Recovery and the holidays. For many, this is a joyous occasion. For others, not so much. For those of us in recovery from addiction, the holiday season can be even more trying. Many of us came from troubled families riddled with conflict, violence, anger, addiction…. the list goes on. Consider having a Recovery Holiday Safety Plan to help you not only get through the holiday season, but actually enjoy it!
I remember one Christmas when I was in active addiction. My brother and I were arguing outside our parents’ house in the pouring rain in our new Christmas sweaters that Mom gave us earlier that morning. As I weighed a sexy 120 lbs at the time and my brother outweighed me by lots more, a Christmas brouhaha was not something in which I wanted to engage. With my now wet sweater hanging droopily off my bony frame, the solution to this argument seemed obvious. I chose to run away from my brother. It seemed as though the argument was not over for him as he followed in hot pursuit. I don’t remember how far my brother chased me through the neighborhood, but we put on some kilometers that night. Once we were all tuckered out, the solution for me at that time was simple. Get high! Today, I don’t have that kind of conflict with my family. In fact, when I go for a run in the rain, nobody is chasing me anymore. I have also developed some better coping skills that don’t lead to an outdoor performance for all of our neighbors to see.
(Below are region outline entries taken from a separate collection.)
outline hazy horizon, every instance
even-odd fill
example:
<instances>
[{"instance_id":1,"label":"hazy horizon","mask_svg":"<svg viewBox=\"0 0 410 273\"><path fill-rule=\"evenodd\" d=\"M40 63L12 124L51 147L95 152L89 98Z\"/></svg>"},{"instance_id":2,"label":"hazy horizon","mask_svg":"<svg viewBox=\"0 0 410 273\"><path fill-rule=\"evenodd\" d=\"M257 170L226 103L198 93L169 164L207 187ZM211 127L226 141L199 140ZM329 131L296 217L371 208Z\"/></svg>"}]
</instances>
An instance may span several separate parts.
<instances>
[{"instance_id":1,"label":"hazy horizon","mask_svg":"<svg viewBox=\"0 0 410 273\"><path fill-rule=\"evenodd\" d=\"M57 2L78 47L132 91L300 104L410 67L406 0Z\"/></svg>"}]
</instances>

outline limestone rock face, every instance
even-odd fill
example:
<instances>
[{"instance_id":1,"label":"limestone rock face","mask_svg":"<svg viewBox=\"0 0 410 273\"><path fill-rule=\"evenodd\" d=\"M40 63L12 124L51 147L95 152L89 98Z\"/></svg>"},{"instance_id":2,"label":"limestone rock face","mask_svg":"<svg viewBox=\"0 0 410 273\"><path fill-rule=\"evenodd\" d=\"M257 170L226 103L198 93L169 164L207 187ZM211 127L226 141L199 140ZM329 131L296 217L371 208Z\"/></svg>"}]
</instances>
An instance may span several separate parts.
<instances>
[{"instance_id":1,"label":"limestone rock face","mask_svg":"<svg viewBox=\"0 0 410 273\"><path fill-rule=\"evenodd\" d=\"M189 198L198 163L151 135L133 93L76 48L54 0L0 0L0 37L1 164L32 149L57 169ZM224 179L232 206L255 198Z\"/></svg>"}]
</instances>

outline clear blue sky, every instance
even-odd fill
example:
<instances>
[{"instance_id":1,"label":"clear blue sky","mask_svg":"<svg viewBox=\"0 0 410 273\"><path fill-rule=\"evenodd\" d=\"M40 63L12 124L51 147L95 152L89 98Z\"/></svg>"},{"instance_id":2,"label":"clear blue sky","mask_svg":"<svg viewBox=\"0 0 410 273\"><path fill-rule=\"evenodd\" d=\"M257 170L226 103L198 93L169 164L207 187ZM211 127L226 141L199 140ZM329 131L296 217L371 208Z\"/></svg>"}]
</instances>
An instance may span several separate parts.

Perhaps you can relate, perhaps you can’t. I just remember the first few Christmas’ under my belt were tough as previous holidays in active addiction SUCKED! I was terrified of the holidays in early recovery as I wasn’t sure how my family would react to the new me and I had no idea how the new me would react to them. It turns out, my family is pretty swell and that I was actually a significant part of the problem in previous years. Who would have thought?
Regardless of who was the bigger jerk over the holidays, I found it valuable to have a plan in place just in case the old dynamics came into play. It was important for me to develop some awareness of triggers and slippery situations that could lead to disaster. Next it was important for me to have some strategies to get me out of trouble if need be. The following are some things to consider when developing a holiday safety plan.
Recognize who activates your triggers. Which family member says something in just the right way that makes your blood boil? Is there an unsafe place where you may feel obligated to make an appearance over the holidays? What about the dreaded Christmas party at work where many people may be really intoxicated? In years past, you may have been one of those drunk people and now they may all seem really intolerable.
2. Plan Ahead
If you are aware of who or what triggers you, creating a plan with someone in your support system is an effective way to show up prepared. Talking to people in your support system leading up to the event where you will spend time with the challenging people or situations in your life will give you a sounding board. Your support system might have some suggestions that have yet to cross your mind. Even role-playing challenging situations can give you the opportunity to practice what you might want to say when you are in an uncomfortable situation.
3. Time Out
All the role playing and planning ahead will not always prepare us for what may be in store over the holidays. Letting family members know that you may need to step out for a bit to take a breath is one way to create some much needed space. There is nothing wrong with retreating from a battle. One of the gifts of recovery is that we don’t have to fight the way we used to.
Know who you can call when you have an emergency. Who is going to answer your call no matter what time you call? Perhaps you have arranged for scheduled check in times to make sure that you are staying on track.
5. A Way Out
In some cases, an escape plan may be necessary. You may have lined up a number of people to support you in your time of need. You may have practiced all the right things to say. You may have taken a number of time outs to regroup. Your best efforts may not be enough if the situation becomes too chaotic for your newly acquired coping skills. At this point, you may need to throw in the towel and start working on next Christmas. Remember that your family deserves the best version of you, and so do you. Reverting back to an old way of being only strengthens the old way of being.
Your holiday season might go very well as many families are just happy that you are not going to fall out of your chair at the dinner table. If that is the case, bravo. Enjoy this special time with your family. If your family has other plans for this time, come prepared so that your holiday does not end in disaster.